Mersana halves workforce as shares plummet 75% in wake of lead cancer drug's failure

The failure of Mersana Therapeutics’ lead ovarian cancer drug in a phase 1/2 trial has sent the biotech into a tailspin, resulting in layoffs affecting half of the employees in an effort to conserve cash where possible.

The antibody-drug conjugate-focused company had been investigating upifitamab rilsodotin in the UPLIFT trial of 268 patients with platinum-resistant ovarian cancer, of which 141 were NaPi2b positive. But the overall response rate produced by the drug was a mere 13%, a negligible increase on the 12% rate offered by chemotherapy alone, the biotech reported.

“We are deeply disappointed that UPLIFT’s efficacy failed to replicate previous data from approximately 100 patients in the dose expansion portion of our phase 1b clinical trial,” Mersana’s Chief Medical Officer Arvin Yang, M.D., said in the release. “While the duration of response was longer than that from the dose expansion portion of UpRi’s phase 1b clinical trial, the lower bound of the confidence interval for the primary endpoint did not meet our goal of excluding a 12% rate seen with standard-of-care single-agent chemotherapy.”

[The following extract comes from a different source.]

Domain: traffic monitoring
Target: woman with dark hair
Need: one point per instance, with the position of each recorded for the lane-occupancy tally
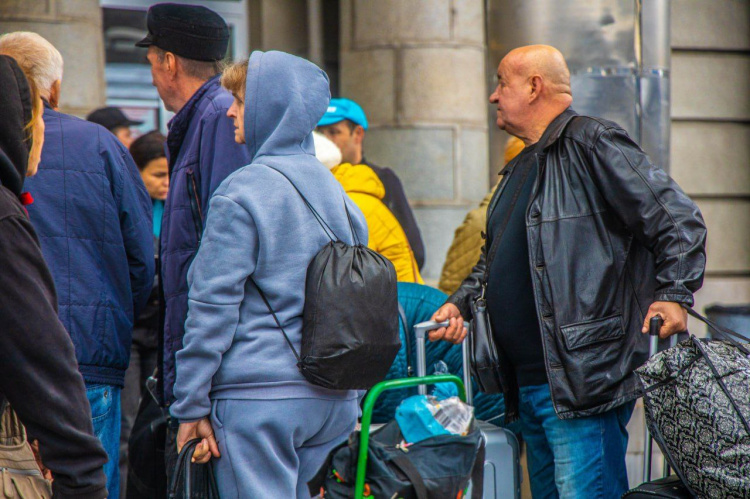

There was already a cloud hanging over upifitamab rilsodotin, with the FDA placing a partial clinical hold on two trials of the drug last month in the wake of the company’s assessment that “serious bleeding events appear to occur at a higher rate than background.”

The biotech’s executives had hoped the UPLIFT results would shed more light on the ADC’s safety profile—instead the data have ended the program for good.

Mersana is dropping the drug and shifting focus to its dolasynthen and immunosynthen platforms. XMT-1660, an ADC produced from the former platform that is designed to target B7-H4, is currently in the dose escalation portion of a phase 1 trial in solid tumors, with a dose expansion portion to kick off next year, CEO Anna Protopapas noted in the release.

XMT-2056, an HER2 epitope produced by the same platform, has faced its own setbacks. The ADC—for which GSK paid $100 million for the license option last year—was slapped with a partial clinical hold by the FDA in March after a patient suffered a fatal serious adverse event that was deemed to be related to the therapy.

In the wake of the latest upset for the company’s pipeline prospects, Protopapas said Mersana is now “taking decisive action to extend our cash runway and ensure we have the resources to evaluate the clinical potential of our next-generation ADC product candidates.”

“Unfortunately, this necessitates reducing our workforce by approximately 50%,” the CEO said. “A very talented group of employees who helped to build Mersana will be departing as a result of this strategic reprioritization.”

Unsurprisingly, investors appeared keen to distance themselves from the company, sending Mersana’s stock plummeting 75% to just 92 cents per share in the opening hour of trading from a Wednesday close of $3.92.

The company does have some money in the bank to tide it over, with $286.6 million in cash and equivalents estimated to last through 2026.